When Modern Medicine Fails Them, Cancer Patients Turn to Self-Medication and the Black Market
In order to survive, Williams turned to self-medicating, a dangerous prospect by any account but, again, when your life is at stake you’re willing to take the risk. And his story is not unique. Many have traveled to other countries, forged prescriptions, feigned illnesses to get access to different medications and even traded medications and nutraceuticals on the “black market” in order to have even a chance at survival.
In Williams’ case, his daily cocktail of off-label medications and natural products worked. In just six months, his brain tumor had disappeared and it hasn’t been back since.
There are more than a handful of others who have defied odds and lived long term with glioblastoma multiforme, and they’ve taken matters into their own hands too. Williams now spends the bulk of his time trying to help others with terminal cancer, and he makes his book, which he updates annually, free to cancer patients in need.

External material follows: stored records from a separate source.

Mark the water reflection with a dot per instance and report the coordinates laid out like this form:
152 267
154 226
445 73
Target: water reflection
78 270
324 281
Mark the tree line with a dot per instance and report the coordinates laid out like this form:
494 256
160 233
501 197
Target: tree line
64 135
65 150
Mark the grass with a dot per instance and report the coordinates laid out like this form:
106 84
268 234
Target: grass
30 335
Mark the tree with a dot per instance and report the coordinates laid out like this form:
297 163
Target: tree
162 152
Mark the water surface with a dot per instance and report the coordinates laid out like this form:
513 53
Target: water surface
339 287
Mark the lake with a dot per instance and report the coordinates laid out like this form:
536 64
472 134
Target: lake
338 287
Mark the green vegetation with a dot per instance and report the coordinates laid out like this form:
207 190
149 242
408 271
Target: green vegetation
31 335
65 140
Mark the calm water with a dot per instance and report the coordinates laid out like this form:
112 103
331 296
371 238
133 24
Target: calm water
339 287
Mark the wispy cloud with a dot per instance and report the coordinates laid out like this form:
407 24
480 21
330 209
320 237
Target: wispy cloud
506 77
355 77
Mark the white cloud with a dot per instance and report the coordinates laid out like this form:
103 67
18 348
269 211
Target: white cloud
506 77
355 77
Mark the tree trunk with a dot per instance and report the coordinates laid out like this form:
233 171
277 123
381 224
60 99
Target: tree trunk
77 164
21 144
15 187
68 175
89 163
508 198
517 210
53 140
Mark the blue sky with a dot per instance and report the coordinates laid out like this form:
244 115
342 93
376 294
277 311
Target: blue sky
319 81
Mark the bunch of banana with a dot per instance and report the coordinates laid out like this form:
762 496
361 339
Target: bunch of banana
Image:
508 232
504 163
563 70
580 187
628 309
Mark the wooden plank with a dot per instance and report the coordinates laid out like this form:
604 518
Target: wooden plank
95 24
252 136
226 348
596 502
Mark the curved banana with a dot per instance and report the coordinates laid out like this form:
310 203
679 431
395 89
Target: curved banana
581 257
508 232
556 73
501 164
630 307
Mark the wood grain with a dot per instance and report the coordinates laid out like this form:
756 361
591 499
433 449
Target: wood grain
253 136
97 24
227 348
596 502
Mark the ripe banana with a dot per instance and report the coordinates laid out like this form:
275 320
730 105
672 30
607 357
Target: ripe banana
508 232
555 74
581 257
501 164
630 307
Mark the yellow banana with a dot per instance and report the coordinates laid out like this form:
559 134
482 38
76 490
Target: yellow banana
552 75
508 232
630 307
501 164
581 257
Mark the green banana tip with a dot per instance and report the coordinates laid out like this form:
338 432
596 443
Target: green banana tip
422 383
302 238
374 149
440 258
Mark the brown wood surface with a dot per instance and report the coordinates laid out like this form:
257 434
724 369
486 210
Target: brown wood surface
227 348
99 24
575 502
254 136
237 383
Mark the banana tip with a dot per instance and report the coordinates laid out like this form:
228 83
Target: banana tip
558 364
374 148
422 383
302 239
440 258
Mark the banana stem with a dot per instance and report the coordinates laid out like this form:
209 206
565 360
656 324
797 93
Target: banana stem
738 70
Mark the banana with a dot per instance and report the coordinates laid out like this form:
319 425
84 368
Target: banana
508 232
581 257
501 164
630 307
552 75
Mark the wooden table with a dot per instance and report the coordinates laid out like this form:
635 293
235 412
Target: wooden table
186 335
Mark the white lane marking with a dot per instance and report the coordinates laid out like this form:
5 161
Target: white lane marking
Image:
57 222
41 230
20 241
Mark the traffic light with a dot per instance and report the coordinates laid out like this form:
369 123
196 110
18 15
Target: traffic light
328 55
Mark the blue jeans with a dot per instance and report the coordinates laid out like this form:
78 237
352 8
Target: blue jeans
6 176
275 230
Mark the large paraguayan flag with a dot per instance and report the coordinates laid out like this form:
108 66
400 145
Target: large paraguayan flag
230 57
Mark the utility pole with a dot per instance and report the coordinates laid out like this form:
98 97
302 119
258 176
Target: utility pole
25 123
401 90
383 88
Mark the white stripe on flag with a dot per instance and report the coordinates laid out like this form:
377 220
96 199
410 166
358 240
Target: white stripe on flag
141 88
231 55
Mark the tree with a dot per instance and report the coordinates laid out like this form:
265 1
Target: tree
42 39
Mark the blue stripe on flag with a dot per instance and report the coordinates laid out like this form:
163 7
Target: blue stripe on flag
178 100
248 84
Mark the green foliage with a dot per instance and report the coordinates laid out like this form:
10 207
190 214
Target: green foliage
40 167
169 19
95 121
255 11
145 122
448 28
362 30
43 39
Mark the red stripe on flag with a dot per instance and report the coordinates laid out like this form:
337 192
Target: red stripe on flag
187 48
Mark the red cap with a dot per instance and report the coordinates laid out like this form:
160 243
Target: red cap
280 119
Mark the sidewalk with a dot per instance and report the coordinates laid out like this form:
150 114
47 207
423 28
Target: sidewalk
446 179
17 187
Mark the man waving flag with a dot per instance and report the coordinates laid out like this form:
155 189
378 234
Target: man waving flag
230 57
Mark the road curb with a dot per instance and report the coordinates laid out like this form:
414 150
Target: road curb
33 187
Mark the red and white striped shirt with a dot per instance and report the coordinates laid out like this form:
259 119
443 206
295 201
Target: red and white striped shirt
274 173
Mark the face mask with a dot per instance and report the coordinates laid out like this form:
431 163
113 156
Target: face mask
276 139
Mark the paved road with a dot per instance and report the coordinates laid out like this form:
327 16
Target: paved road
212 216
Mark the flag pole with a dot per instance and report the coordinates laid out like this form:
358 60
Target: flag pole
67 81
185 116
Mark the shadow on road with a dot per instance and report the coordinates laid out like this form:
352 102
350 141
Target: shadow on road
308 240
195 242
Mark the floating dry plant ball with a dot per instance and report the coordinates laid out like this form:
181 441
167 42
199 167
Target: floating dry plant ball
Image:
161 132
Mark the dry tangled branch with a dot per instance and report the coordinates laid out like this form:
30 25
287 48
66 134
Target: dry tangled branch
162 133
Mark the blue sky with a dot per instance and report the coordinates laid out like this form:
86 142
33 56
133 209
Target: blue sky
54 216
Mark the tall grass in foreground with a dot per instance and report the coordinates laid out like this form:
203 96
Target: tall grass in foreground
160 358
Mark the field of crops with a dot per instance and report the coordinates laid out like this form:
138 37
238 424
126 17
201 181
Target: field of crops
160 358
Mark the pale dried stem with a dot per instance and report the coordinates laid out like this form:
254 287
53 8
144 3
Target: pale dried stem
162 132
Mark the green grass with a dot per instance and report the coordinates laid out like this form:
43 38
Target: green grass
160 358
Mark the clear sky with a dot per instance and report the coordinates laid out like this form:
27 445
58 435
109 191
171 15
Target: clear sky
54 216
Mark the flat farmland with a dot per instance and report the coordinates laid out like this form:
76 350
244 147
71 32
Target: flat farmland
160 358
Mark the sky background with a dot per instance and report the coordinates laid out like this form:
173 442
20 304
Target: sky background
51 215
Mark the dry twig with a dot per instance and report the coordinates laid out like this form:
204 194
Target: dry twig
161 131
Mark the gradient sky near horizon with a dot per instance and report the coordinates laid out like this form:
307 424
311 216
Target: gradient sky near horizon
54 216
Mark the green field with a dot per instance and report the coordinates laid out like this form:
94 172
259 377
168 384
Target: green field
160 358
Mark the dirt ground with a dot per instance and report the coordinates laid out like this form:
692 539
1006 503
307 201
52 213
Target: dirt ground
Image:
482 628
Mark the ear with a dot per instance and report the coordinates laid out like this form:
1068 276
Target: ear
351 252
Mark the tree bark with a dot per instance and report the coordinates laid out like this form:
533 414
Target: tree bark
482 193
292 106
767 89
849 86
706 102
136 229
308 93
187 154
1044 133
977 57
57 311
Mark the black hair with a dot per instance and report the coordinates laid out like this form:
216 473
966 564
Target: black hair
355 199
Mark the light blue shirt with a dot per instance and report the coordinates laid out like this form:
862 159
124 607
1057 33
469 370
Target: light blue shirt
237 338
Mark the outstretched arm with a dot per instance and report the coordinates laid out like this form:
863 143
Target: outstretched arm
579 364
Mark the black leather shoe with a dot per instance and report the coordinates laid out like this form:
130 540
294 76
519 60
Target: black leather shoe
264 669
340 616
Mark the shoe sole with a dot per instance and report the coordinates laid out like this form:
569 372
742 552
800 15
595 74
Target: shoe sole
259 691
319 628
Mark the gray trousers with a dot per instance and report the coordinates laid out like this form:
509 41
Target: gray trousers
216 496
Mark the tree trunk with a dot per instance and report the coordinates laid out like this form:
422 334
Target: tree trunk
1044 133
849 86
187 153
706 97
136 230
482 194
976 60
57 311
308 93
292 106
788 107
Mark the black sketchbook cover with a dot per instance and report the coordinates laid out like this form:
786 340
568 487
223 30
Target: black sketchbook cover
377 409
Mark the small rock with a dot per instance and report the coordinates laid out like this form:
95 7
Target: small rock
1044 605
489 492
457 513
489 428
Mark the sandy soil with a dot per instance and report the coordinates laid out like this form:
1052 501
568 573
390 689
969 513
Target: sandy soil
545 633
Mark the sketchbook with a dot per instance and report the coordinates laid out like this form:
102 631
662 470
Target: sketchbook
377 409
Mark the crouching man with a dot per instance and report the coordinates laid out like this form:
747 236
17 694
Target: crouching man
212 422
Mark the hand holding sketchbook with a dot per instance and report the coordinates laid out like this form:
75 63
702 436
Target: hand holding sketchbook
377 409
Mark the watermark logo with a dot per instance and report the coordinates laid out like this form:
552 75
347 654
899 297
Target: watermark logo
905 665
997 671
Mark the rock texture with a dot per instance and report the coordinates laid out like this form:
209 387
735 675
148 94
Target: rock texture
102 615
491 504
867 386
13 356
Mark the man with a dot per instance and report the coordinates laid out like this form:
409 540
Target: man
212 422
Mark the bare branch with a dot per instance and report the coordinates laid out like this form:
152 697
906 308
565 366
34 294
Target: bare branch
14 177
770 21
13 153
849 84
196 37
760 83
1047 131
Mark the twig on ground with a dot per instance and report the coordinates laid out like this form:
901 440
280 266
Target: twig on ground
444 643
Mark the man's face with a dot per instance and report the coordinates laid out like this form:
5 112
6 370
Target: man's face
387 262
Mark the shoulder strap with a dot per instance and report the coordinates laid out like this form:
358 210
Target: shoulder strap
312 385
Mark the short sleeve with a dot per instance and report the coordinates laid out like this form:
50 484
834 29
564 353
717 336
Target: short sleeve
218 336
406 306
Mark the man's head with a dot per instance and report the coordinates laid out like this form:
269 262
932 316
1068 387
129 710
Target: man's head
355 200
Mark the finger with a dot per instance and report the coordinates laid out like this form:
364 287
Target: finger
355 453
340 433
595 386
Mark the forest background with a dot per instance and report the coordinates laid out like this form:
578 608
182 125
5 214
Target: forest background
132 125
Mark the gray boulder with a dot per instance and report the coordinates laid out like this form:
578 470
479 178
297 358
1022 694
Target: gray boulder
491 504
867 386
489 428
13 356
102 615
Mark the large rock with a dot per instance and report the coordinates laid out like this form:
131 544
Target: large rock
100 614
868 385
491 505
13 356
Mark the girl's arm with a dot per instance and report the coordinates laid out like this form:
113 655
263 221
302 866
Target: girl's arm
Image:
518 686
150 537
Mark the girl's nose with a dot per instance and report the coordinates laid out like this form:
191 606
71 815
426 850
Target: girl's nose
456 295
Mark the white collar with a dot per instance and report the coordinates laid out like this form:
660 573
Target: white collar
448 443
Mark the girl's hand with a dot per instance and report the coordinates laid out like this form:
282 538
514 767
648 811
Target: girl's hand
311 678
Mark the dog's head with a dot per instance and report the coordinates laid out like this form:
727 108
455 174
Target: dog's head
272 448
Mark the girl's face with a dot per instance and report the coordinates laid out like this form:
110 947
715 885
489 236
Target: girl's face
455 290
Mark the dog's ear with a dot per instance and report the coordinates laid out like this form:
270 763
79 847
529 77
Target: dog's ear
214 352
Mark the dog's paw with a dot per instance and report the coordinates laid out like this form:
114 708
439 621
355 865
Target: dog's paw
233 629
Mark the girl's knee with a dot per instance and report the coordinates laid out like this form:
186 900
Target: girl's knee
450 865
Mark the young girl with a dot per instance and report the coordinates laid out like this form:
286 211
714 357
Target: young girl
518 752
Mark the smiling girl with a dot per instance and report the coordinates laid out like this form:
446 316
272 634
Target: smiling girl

Natural Cancer Fighters Overlooked by Modern Medicine
Nature is an invaluable resource for fighting cancer, yet natural products, even those that have been intensely studied, are also left out of cancer patients’ treatment plans. Curcumin — one of the most well-studied bioactive ingredients in turmeric — is one glaring example.
It exhibits over 150 potentially therapeutic activities, including anti-cancer properties.
As noted by Dr. William LaValley — a leading natural medicine cancer physician whom I’ve previously interviewed on this topic — curcumin is unique in that it appears to be universally useful for just about every type of cancer.
Superficially, this appears unusual considering the fact that cancer consists of a wide variety of different nuclear genetic defects. One reason for this universal anti-cancer proclivity is curcumin’s ability to decrease the primary mitochondrial dysfunction that is likely one of the foundational causes of cancer. Once it gets into a cell, it also affects more than 100 different molecular pathways.
And, as explained by LaValley, whether the curcumin molecule causes an increase in activity of a particular molecular target or decrease/inhibition of activity, studies repeatedly show that the end result is a potent anti-cancer activity. Moreover, curcumin is virtually non-toxic and does not adversely affect healthy cells, suggesting it selectively targets cancer cells — all of which are clear benefits in cancer treatment.
Research has even shown that it works synergistically with certain chemotherapy drugs, enhancing the elimination of cancer cells. If you have cancer, curcumin is one substance you should be taking, but your oncologist won’t recommend it.
To Survive Cancer, Many Must Defy Their Doctors
Should you bring up the fact that you are using approaches to fight cancer that is outside of your oncologist’s realm of experience — things like supplements, medical marijuana, herbal preparations, and more — you might be scolded, berated, threatened or even fired from the practice.
Williams never told his oncologists about his self-prescribed treatment; he knew it would fall on deaf ears. The cancer industry should be learning from the people who have beaten the odds and survived terminal cancer — studying their methods and trying to apply them to others — but instead, they’re ignored.
As noted in the featured film, even though the protocol uses mainstream medications, he’s put his reputation on the line to step outside the conventional cancer treatment box.